Mercoledì 17 settembre 2014 a Strasburgo, l’Eurodeputata a 5 Stelle, Giulia Moi, ha chiesto al Sottosegretario di Stato del Ministero degli Affari Esteri, Benedetto Della Vedova, cosa intendesse per “un’Italia, che tiene molto ad utilizzare i fondi europei per i giovani”. Forse si riferiva al caso Genovese. In Sicilia per anni sono stati utilizzati fondi pubblici, per fini privati, e ora questo signore è accusato di abuso di ufficio, truffa, associazione a delinquere. Oppure si riferiva alla Sardegna, dove i corsi di formazione sono stati finanziati con i fondi europei e venivano utilizzati mettendo cartoni animati.
Ovviamente Della Vedova non ha risposto.

Argomento: Presentazione dell’iniziativa europea a favore dei giovani

Signora Presidente, onorevoli colleghi, sottosegretario Della Vedova, Lei prima ha detto che l’Italia ci tiene molto a utilizzare i fondi europei per i giovani e soprattutto tiene molto alla qualità di questi fondi europei, come vengono utilizzati.

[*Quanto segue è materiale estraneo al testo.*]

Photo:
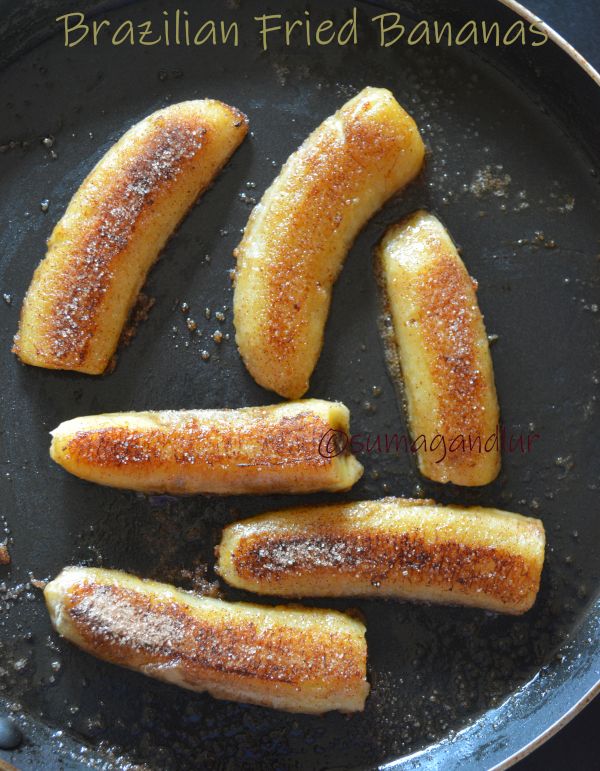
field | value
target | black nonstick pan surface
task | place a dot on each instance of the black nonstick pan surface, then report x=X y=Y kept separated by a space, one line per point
x=512 y=169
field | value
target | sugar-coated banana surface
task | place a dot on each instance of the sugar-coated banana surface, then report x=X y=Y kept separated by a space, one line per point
x=443 y=352
x=113 y=230
x=393 y=547
x=299 y=234
x=290 y=658
x=275 y=449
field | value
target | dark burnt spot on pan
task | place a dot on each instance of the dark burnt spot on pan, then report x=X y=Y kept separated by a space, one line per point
x=378 y=558
x=134 y=629
x=170 y=146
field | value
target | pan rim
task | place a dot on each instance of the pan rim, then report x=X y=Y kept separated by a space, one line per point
x=594 y=690
x=591 y=71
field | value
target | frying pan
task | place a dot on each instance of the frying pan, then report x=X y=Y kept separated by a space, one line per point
x=514 y=154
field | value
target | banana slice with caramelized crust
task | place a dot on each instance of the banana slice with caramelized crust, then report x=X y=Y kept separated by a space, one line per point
x=405 y=549
x=113 y=230
x=298 y=236
x=290 y=658
x=443 y=352
x=275 y=449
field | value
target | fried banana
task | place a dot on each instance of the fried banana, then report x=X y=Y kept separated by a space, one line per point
x=115 y=226
x=276 y=449
x=404 y=549
x=298 y=236
x=443 y=352
x=289 y=658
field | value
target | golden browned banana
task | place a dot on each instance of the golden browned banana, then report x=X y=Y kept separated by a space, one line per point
x=443 y=353
x=113 y=230
x=295 y=659
x=300 y=232
x=407 y=549
x=276 y=449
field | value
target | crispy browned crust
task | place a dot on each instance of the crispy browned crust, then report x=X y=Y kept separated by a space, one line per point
x=201 y=644
x=433 y=299
x=260 y=449
x=298 y=236
x=338 y=551
x=119 y=207
x=298 y=659
x=448 y=322
x=385 y=557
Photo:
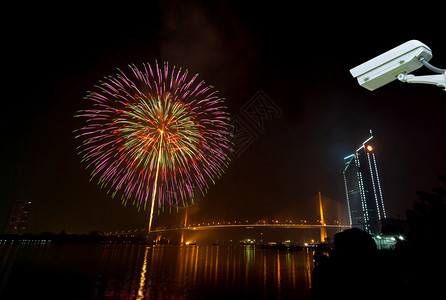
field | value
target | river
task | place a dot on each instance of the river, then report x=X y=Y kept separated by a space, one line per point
x=123 y=271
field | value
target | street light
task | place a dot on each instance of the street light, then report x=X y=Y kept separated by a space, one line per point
x=397 y=63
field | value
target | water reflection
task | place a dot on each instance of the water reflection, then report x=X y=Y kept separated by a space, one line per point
x=158 y=272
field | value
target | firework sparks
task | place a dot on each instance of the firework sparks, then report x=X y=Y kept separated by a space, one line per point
x=154 y=136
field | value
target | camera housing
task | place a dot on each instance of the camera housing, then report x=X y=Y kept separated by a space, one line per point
x=386 y=67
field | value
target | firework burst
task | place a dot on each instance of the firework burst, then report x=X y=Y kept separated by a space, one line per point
x=155 y=136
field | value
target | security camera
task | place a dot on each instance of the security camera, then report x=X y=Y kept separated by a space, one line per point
x=386 y=67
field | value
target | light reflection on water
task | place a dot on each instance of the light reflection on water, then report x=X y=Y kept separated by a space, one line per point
x=157 y=272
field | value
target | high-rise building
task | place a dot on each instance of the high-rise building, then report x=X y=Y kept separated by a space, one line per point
x=18 y=218
x=363 y=188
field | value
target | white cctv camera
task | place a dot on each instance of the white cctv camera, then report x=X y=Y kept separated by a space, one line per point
x=395 y=64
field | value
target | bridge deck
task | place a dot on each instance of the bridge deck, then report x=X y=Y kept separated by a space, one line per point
x=283 y=226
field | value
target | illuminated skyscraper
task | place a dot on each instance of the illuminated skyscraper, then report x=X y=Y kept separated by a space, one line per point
x=363 y=188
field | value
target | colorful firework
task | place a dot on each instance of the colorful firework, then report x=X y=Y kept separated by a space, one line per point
x=155 y=137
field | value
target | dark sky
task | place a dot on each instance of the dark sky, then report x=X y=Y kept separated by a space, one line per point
x=299 y=56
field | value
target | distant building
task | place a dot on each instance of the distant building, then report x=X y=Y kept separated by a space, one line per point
x=363 y=189
x=18 y=218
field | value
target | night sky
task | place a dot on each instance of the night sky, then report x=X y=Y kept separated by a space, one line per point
x=299 y=56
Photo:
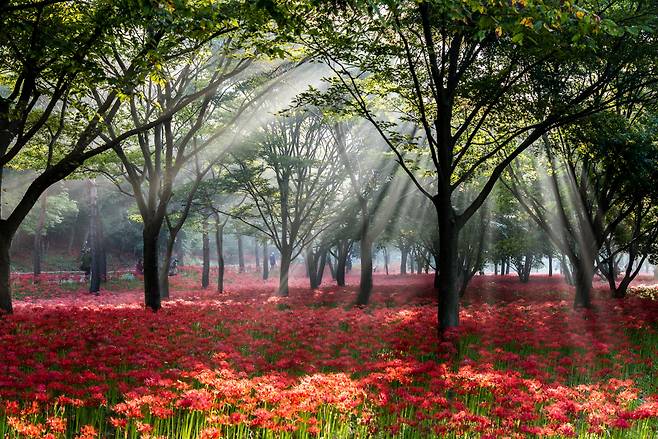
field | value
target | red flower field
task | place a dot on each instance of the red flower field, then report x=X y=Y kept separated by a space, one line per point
x=244 y=364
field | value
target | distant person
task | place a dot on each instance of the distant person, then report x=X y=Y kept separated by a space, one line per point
x=173 y=267
x=139 y=266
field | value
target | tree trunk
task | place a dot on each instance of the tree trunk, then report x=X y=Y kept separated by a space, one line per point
x=266 y=262
x=550 y=265
x=582 y=276
x=341 y=263
x=37 y=250
x=164 y=268
x=566 y=271
x=448 y=294
x=240 y=255
x=5 y=269
x=332 y=268
x=312 y=268
x=219 y=242
x=151 y=282
x=527 y=267
x=179 y=249
x=365 y=284
x=286 y=256
x=320 y=270
x=205 y=270
x=94 y=238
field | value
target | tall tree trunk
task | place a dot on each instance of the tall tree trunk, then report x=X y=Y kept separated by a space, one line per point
x=150 y=236
x=312 y=268
x=5 y=268
x=166 y=263
x=582 y=276
x=323 y=263
x=332 y=268
x=527 y=267
x=37 y=250
x=179 y=249
x=341 y=263
x=569 y=279
x=286 y=259
x=403 y=259
x=240 y=254
x=205 y=270
x=550 y=265
x=266 y=262
x=94 y=238
x=219 y=242
x=448 y=294
x=365 y=285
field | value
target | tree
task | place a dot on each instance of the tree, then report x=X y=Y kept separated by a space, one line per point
x=588 y=187
x=68 y=68
x=370 y=181
x=291 y=178
x=459 y=74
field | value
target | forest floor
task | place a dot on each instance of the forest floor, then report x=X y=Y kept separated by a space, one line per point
x=523 y=363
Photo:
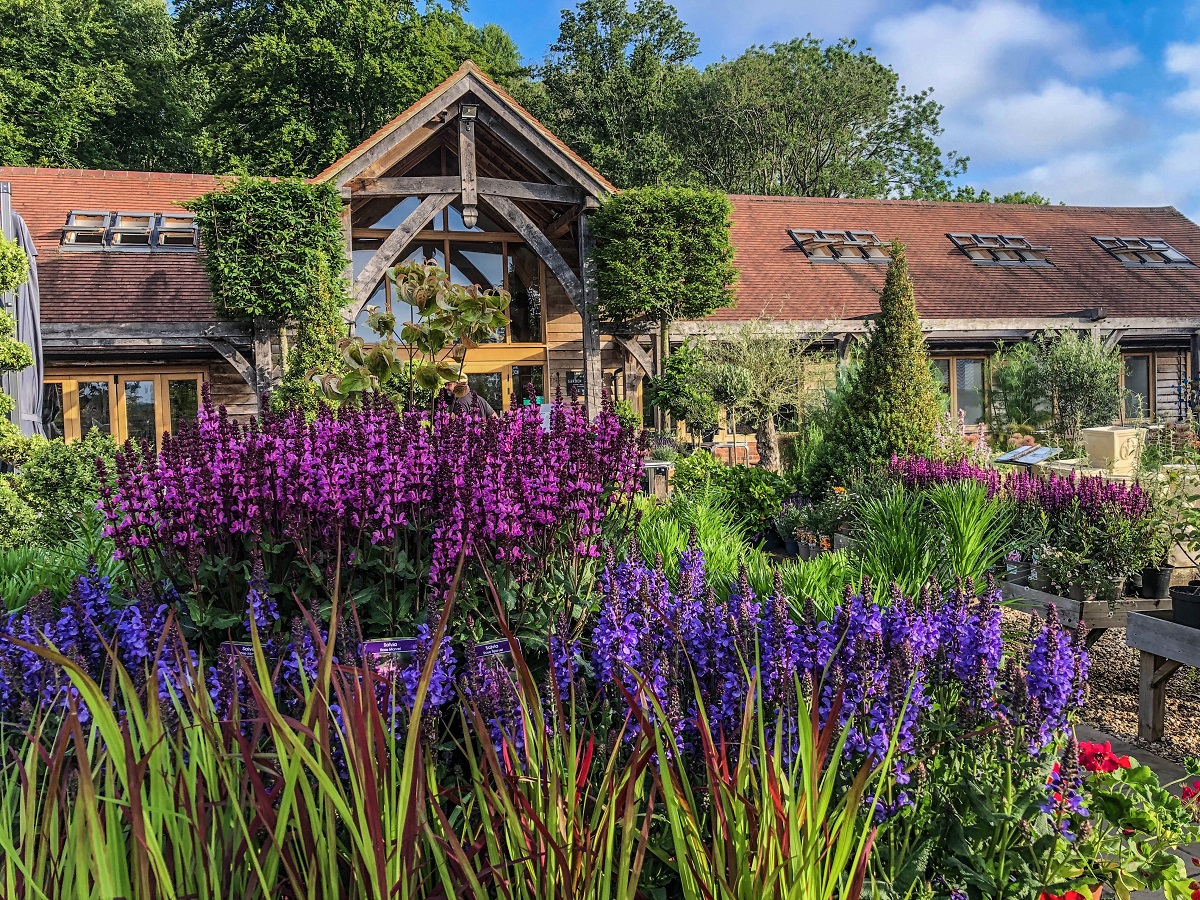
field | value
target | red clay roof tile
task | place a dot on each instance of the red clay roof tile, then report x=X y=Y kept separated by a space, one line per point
x=111 y=286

Si riferiva forse al “caso Genovese”, dove in Sicilia per anni questi fondi europei anziché per la formazione sono stati utilizzati per i suoi fini privati e ora egli è accusato di abuso d’ufficio, truffa, associazione a delinquere ed è stato protetto da voi mettendolo in parlamento e ora è un parlamentare? O si riferiva al sistema dove in Sardegna i corsi di formazione, finanziati con i fondi europei, venivano utilizzati mettendo cartoni animati? È questa la qualità che volete dare ai giovani italiani ed europei?